Scikit-learn is a great library for creating machine learning models from data. Before you can fit a model using scikit-learn, your data has to be in a recognizable format. Scikit-learn works well with numeric data that is stored in numpy arrays. Additionally, you can convert your data from objects like pandas dataframes to numpy arrays. In this video, I'll show you how you make your data a more acceptable input for scikit-learn. 

## Features Matrix and Target Vector

The first thing you have to understand is what Scikit-Learn expects for Features Matrices and target vectors. In scikit-learn, a features matrix is a two-dimensional grid of data where rows represent samples and columns represent features. A target vector is usually one dimensional and in the case of supervised learning, what you want to predict from the data. 

![image.png](attachment:image.png)

Let's see an example of this. the image is a pandas dataframe of the first 5 rows of the iris dataset. A single flower represent one row of the dataset and the flower measurements are the columns. In this dataset, the species column is what you are trying to predict. 

![image.png](attachment:image.png)

Let's now go over how to make sure your data is in an acceptable format

## Import Libraries

In [1]:
%matplotlib inline

import matplotlib.pyplot as plt
import pandas as pd

from sklearn.datasets import load_iris

## Loading the Dataset

In [12]:
# Load the Iris dataset
iris = load_iris()
iris_df = pd.DataFrame(iris.data, columns=iris.feature_names)
iris_df['species'] = iris.target
iris_df.head()

Unnamed: 0,sepal length (cm),sepal width (cm),petal length (cm),petal width (cm),species
0,5.1,3.5,1.4,0.2,0
1,4.9,3.0,1.4,0.2,0
2,4.7,3.2,1.3,0.2,0
3,4.6,3.1,1.5,0.2,0
4,5.0,3.6,1.4,0.2,0


## Organizing Data into Features Matrix and Target Vector

In [14]:
# Create the features matrix (X) and target vector (y)
X = iris_df.drop(columns=['species']).values  # Features matrix
y = iris_df['species'].values                 # Target vector

## Verifying Data Dimensions

In [15]:
# Verifying Data Dimensions
print("Features matrix shape:", X.shape)
print("Target vector shape:", y.shape)

Features matrix shape: (150, 4)
Target vector shape: (150,)


## Converting Data for Scikit-Learn

In [16]:
# Convert to numpy array
X = iris_df.drop(columns=['species']).values  # Convert to NumPy array

In [25]:
# Convert to NumPy array
y = iris_df['species'].values

In [24]:
# Check dimensions
print("Features matrix shape:", X.shape)  # Expected output: (samples, features)
print("Target vector shape:", y.shape)    # Expected output: (samples,)

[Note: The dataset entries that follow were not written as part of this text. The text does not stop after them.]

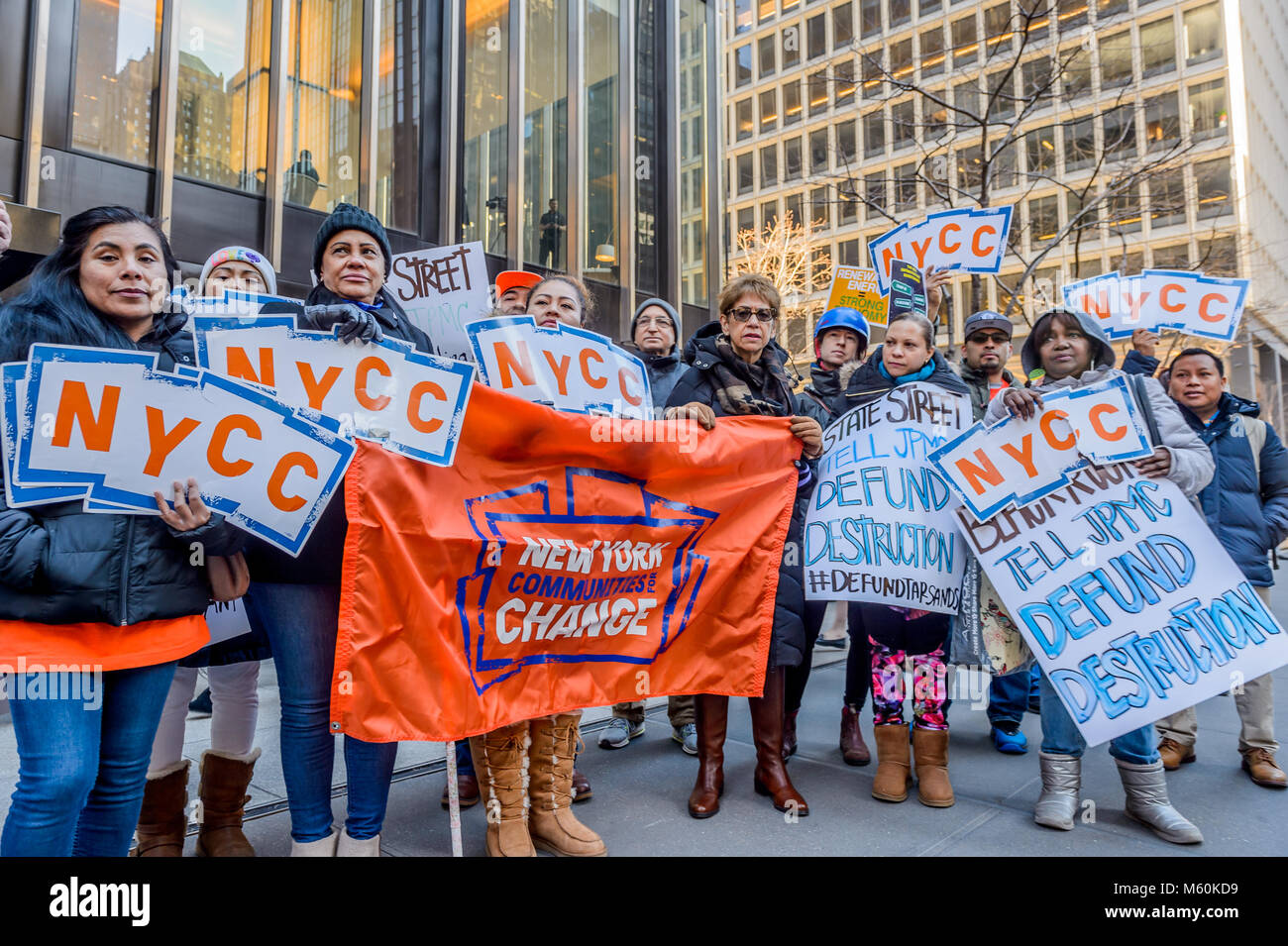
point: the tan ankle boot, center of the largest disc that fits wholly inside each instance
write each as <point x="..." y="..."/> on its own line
<point x="501" y="766"/>
<point x="893" y="778"/>
<point x="930" y="757"/>
<point x="554" y="826"/>
<point x="162" y="821"/>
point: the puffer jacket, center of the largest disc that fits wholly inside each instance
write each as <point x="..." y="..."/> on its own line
<point x="787" y="646"/>
<point x="320" y="562"/>
<point x="1192" y="461"/>
<point x="62" y="566"/>
<point x="1247" y="514"/>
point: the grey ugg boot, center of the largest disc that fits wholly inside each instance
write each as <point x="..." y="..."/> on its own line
<point x="1147" y="803"/>
<point x="1061" y="779"/>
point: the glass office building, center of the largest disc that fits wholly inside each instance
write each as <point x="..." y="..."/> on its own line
<point x="580" y="136"/>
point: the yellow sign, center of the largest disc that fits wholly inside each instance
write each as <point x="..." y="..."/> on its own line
<point x="858" y="288"/>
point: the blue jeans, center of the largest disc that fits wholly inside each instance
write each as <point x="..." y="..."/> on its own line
<point x="1009" y="696"/>
<point x="1060" y="735"/>
<point x="300" y="622"/>
<point x="82" y="769"/>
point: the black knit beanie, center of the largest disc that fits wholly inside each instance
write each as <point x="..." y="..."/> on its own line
<point x="346" y="216"/>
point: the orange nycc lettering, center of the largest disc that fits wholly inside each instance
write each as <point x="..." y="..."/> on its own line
<point x="507" y="366"/>
<point x="944" y="246"/>
<point x="979" y="473"/>
<point x="291" y="461"/>
<point x="1050" y="417"/>
<point x="1022" y="455"/>
<point x="1164" y="297"/>
<point x="623" y="374"/>
<point x="240" y="366"/>
<point x="413" y="417"/>
<point x="593" y="381"/>
<point x="217" y="452"/>
<point x="73" y="408"/>
<point x="561" y="369"/>
<point x="161" y="443"/>
<point x="1206" y="301"/>
<point x="1099" y="411"/>
<point x="317" y="390"/>
<point x="974" y="244"/>
<point x="360" y="383"/>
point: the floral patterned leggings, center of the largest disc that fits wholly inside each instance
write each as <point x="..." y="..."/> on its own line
<point x="928" y="687"/>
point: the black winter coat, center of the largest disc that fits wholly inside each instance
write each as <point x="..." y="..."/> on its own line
<point x="62" y="566"/>
<point x="698" y="383"/>
<point x="318" y="563"/>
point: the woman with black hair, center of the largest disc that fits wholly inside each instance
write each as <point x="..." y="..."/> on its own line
<point x="117" y="593"/>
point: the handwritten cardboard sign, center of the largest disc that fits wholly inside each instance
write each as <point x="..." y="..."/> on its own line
<point x="565" y="367"/>
<point x="1018" y="461"/>
<point x="973" y="241"/>
<point x="110" y="420"/>
<point x="410" y="402"/>
<point x="880" y="525"/>
<point x="1127" y="600"/>
<point x="858" y="288"/>
<point x="441" y="289"/>
<point x="1196" y="304"/>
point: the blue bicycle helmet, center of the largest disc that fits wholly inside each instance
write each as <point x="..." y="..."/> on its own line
<point x="842" y="317"/>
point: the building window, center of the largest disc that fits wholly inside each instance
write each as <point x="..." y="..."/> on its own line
<point x="746" y="172"/>
<point x="1202" y="29"/>
<point x="485" y="126"/>
<point x="742" y="119"/>
<point x="818" y="84"/>
<point x="815" y="34"/>
<point x="1209" y="115"/>
<point x="1157" y="48"/>
<point x="742" y="65"/>
<point x="767" y="54"/>
<point x="874" y="134"/>
<point x="768" y="111"/>
<point x="931" y="52"/>
<point x="116" y="75"/>
<point x="1080" y="143"/>
<point x="1043" y="219"/>
<point x="793" y="102"/>
<point x="323" y="94"/>
<point x="793" y="161"/>
<point x="965" y="43"/>
<point x="870" y="17"/>
<point x="1162" y="121"/>
<point x="1212" y="180"/>
<point x="1116" y="60"/>
<point x="769" y="164"/>
<point x="1167" y="197"/>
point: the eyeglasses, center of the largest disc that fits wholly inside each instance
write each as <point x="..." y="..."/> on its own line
<point x="745" y="314"/>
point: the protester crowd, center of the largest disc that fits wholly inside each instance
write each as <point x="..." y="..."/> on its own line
<point x="119" y="591"/>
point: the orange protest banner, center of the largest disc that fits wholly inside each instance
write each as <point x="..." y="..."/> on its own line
<point x="562" y="562"/>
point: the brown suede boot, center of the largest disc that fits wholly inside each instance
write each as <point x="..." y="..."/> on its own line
<point x="854" y="751"/>
<point x="554" y="826"/>
<point x="224" y="779"/>
<point x="767" y="732"/>
<point x="930" y="757"/>
<point x="893" y="775"/>
<point x="711" y="717"/>
<point x="501" y="766"/>
<point x="162" y="821"/>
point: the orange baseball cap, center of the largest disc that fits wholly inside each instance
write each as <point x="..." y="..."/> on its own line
<point x="514" y="278"/>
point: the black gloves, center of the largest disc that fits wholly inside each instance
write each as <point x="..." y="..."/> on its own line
<point x="353" y="322"/>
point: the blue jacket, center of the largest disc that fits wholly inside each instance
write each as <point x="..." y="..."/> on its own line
<point x="1248" y="517"/>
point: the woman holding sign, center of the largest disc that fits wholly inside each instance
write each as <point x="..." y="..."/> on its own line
<point x="116" y="594"/>
<point x="900" y="635"/>
<point x="1067" y="349"/>
<point x="741" y="372"/>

Features matrix shape: (150, 4)
Target vector shape: (150,)


## Final Steps for Data Readiness

In [27]:
# Ensuring Data Integrity
import numpy as np

# Check for missing values in features matrix and target vector
print("Missing values in X:", np.isnan(X).sum())
print("Missing values in y:", np.isnan(y).sum())

Missing values in X: 0
Missing values in y: 0


In [29]:
# Normalizing or Scaling Features (Optional)
from sklearn.preprocessing import StandardScaler

scaler = StandardScaler()
X_scaled = scaler.fit_transform(X)  # Apply scaling

In [30]:
# Final Verification of Data Shapes
print("Final shape of X:", X.shape)
print("Final shape of y:", y.shape)

Final shape of X: (150, 4)
Final shape of y: (150,)